Hi @christiandevin
It sounds like you want to convert a 2D point, on an image (of the left camera frame), to its corresponding location in 3D space.
Before we discuss this, I want to bring your attention to a bug: The camera intrinsic matrix is row major instead of column major. I suspect this bug is the cause of the unexpected behavior @tsia observed. To account for this, look for the principal point and focal length at different positions in the intrinsic matrix (see snippet).
Now let's turn to your goal. I'll refer to the 2D point on the image as the "observation point". Using the camera intrinsic and extrinsic data with queryDeviceAnchor, you can convert the observation point to a 3D point (in world space) that represents the observation's location relative to the left camera's projection plane. That's not the same as its position in 3D space. Imagine seeing the world through a piece of glass (which represents the projection plane), the former is a point on that glass and the latter is the actual point. To get the observation's position in 3D space you need a map of 2D points (on a projection plane) to depth. Depth data is not provided by CameraFrameProvider. I encourage you to file an enhancement request via feedback assistant with an explanation of your use case and how it can benefit from depth data.
In the meantime, consider one of the following alternatives to obtain the z axis:
- Use SceneReconstructionProvider to create collision shapes for real world objects then raycast along the vector from the device to the observation point. This works best on nearby, stationary objects.
- Use monocular depth. I've not tried this and it doesn't appear trivial to implement.
Sometimes code is easier to understand. Here's a snippet that covers the first observation returned from DetectBarcodesRequest with a plane. Note this positions an entity at the xy position of the observation relative to the left camera's projection plane then scales it to match the size of the barcode; it does not place the plane at the barcode's xyz position.
// in AppModel
guard let pixelBuffer = sample?.pixelBuffer else { return }
let image = CIImage(cvPixelBuffer: pixelBuffer)
let request = DetectBarcodesRequest()
// observations is a property on appModel
do {
observations = try await request.perform(on: image, orientation: .downMirrored)
} catch {
observations = []
}
Position a plane at the observation's xy coordinates relative to the projection plane for the left camera.
struct ImmersiveView: View {
@Environment(AppModel.self) var appModel
@Environment(\.physicalMetrics) var physicalMetrics
@State var arkitSession = ARKitSession()
@State var worldTrackingProvider = WorldTrackingProvider()

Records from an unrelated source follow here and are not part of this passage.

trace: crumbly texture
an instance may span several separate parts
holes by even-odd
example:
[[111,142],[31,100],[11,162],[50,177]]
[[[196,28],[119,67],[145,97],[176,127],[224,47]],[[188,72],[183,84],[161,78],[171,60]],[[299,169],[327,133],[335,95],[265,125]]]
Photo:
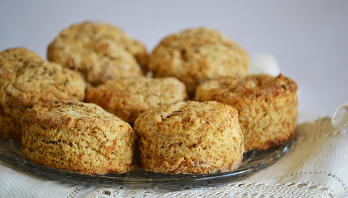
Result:
[[163,39],[149,57],[155,77],[177,78],[193,95],[203,81],[221,77],[244,77],[249,72],[247,52],[220,32],[193,28]]
[[85,88],[80,73],[44,60],[27,48],[1,52],[0,135],[20,141],[20,119],[26,109],[40,102],[83,101]]
[[207,174],[236,169],[244,153],[237,111],[211,101],[179,102],[149,110],[135,121],[139,165],[168,174]]
[[47,58],[82,72],[96,85],[108,79],[141,75],[148,55],[144,45],[119,28],[86,21],[63,30],[49,45]]
[[282,75],[225,78],[198,88],[195,101],[217,101],[234,107],[245,138],[246,151],[285,143],[295,135],[298,87]]
[[148,110],[187,99],[185,85],[170,77],[110,80],[89,89],[86,94],[88,102],[100,106],[132,125]]
[[0,136],[14,140],[17,142],[21,141],[22,128],[19,121],[4,112],[3,107],[0,105]]
[[22,152],[30,161],[83,174],[133,170],[136,134],[94,104],[55,101],[26,111]]

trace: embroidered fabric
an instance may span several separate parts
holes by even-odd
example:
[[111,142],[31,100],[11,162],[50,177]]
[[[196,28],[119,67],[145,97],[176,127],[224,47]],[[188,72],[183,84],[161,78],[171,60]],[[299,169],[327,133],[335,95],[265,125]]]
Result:
[[[332,117],[300,113],[289,152],[273,165],[243,181],[175,191],[99,188],[84,194],[98,198],[345,197],[348,196],[347,132],[348,103],[339,107]],[[79,197],[78,193],[75,198]]]

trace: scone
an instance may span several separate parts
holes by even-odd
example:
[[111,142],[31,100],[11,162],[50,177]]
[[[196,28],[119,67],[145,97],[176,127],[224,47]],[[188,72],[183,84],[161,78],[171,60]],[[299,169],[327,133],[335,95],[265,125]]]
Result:
[[24,111],[40,102],[84,100],[80,75],[18,47],[0,52],[0,135],[21,139]]
[[163,39],[150,55],[155,77],[177,78],[190,95],[204,81],[221,77],[244,77],[249,58],[245,50],[220,32],[193,28]]
[[145,77],[110,80],[89,89],[86,101],[133,125],[149,109],[188,98],[185,85],[175,78]]
[[141,75],[147,54],[144,45],[121,30],[86,21],[63,30],[49,45],[47,58],[82,73],[96,85],[108,79]]
[[168,174],[229,171],[242,163],[244,140],[237,111],[215,101],[178,102],[137,119],[139,166]]
[[22,152],[30,161],[83,174],[134,168],[136,134],[127,123],[94,104],[45,103],[26,111]]
[[234,107],[245,138],[246,151],[282,144],[295,135],[298,87],[282,75],[207,81],[196,91],[197,101],[217,101]]

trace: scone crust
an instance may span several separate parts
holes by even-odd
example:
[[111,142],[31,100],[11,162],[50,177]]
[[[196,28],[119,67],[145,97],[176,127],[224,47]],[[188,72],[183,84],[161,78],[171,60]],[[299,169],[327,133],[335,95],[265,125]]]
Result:
[[48,46],[47,58],[77,70],[97,85],[112,79],[141,75],[148,55],[144,45],[120,29],[85,21],[63,30]]
[[[8,134],[3,135],[20,140],[21,136],[16,137],[16,134],[21,134],[20,119],[27,108],[57,100],[83,101],[85,88],[78,72],[44,60],[26,48],[1,52],[0,106],[3,114],[0,114],[0,123],[3,123],[0,126],[12,121],[10,125],[16,126],[5,127],[2,133]],[[14,129],[19,132],[14,132]]]
[[139,165],[169,174],[229,171],[241,164],[243,134],[232,107],[212,101],[179,102],[146,111],[136,120]]
[[149,109],[187,99],[185,85],[170,77],[110,80],[90,88],[86,94],[88,102],[99,105],[130,125]]
[[190,95],[203,81],[249,72],[247,52],[220,32],[208,28],[188,29],[163,39],[151,54],[155,77],[177,78]]
[[234,107],[245,138],[246,151],[283,144],[295,135],[298,87],[282,75],[207,81],[198,88],[194,100],[216,101]]
[[31,162],[84,174],[121,174],[134,168],[136,134],[94,104],[46,103],[26,111],[22,152]]

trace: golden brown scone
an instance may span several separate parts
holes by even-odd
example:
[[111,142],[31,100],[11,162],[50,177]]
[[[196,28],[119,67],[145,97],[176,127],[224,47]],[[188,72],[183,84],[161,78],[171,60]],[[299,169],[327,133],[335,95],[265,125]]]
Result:
[[83,101],[86,84],[80,74],[43,60],[22,47],[0,52],[0,135],[21,139],[24,111],[39,102]]
[[244,140],[237,111],[215,101],[179,102],[140,115],[139,166],[169,174],[229,171],[242,163]]
[[145,111],[187,99],[185,85],[170,77],[110,80],[89,89],[86,93],[86,102],[100,106],[130,125]]
[[12,139],[17,142],[21,141],[22,128],[15,118],[4,112],[0,105],[0,136]]
[[55,101],[26,111],[22,152],[30,161],[84,174],[133,170],[136,134],[94,104]]
[[108,79],[140,76],[146,67],[144,45],[111,24],[86,21],[63,30],[49,45],[47,58],[77,70],[96,85]]
[[245,50],[220,32],[193,28],[163,39],[150,55],[149,69],[155,77],[177,78],[192,95],[203,81],[249,72]]
[[234,107],[245,138],[246,151],[263,150],[285,143],[295,135],[298,87],[282,75],[204,82],[195,101],[217,101]]

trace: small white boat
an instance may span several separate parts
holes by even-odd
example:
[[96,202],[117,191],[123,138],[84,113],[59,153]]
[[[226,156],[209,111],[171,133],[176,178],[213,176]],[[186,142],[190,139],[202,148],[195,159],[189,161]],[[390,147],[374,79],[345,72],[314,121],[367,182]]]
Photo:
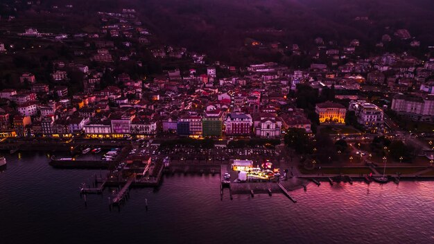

@State var observationRoot = Entity()
// Entity to represent the barcode
@State var observationEntity = Entity()
var body: some View {
@Bindable var appModel = appModel
RealityView { content in
observationEntity.components.set(ModelComponent(
mesh: .generateBox(width: 2, height: 2, depth: 0.001),
materials: [SimpleMaterial(color: .green, isMetallic: false)]
))
observationEntity.components.set(OpacityComponent(opacity: 0.5))
observationEntity.isEnabled = false
observationRoot.addChild(observationEntity)
content.add(observationRoot)
}
update: { content in
guard
// rect is the first observation of a barcode.
let rect = appModel.observations.first?.boundingBox.cgRect,
// sample is the sample returned from CameraFrameProvider.
let sample = appModel.sample,
let deviceAnchor = worldTrackingProvider.queryDeviceAnchor(atTimestamp: CACurrentMediaTime()) else {
observationEntity.isEnabled = false
return
}
observationEntity.isEnabled = true
let intrinsics = sample.parameters.intrinsics
let focalLength = physicalMetrics.convert(intrinsics.columns.0.x, to: .meters)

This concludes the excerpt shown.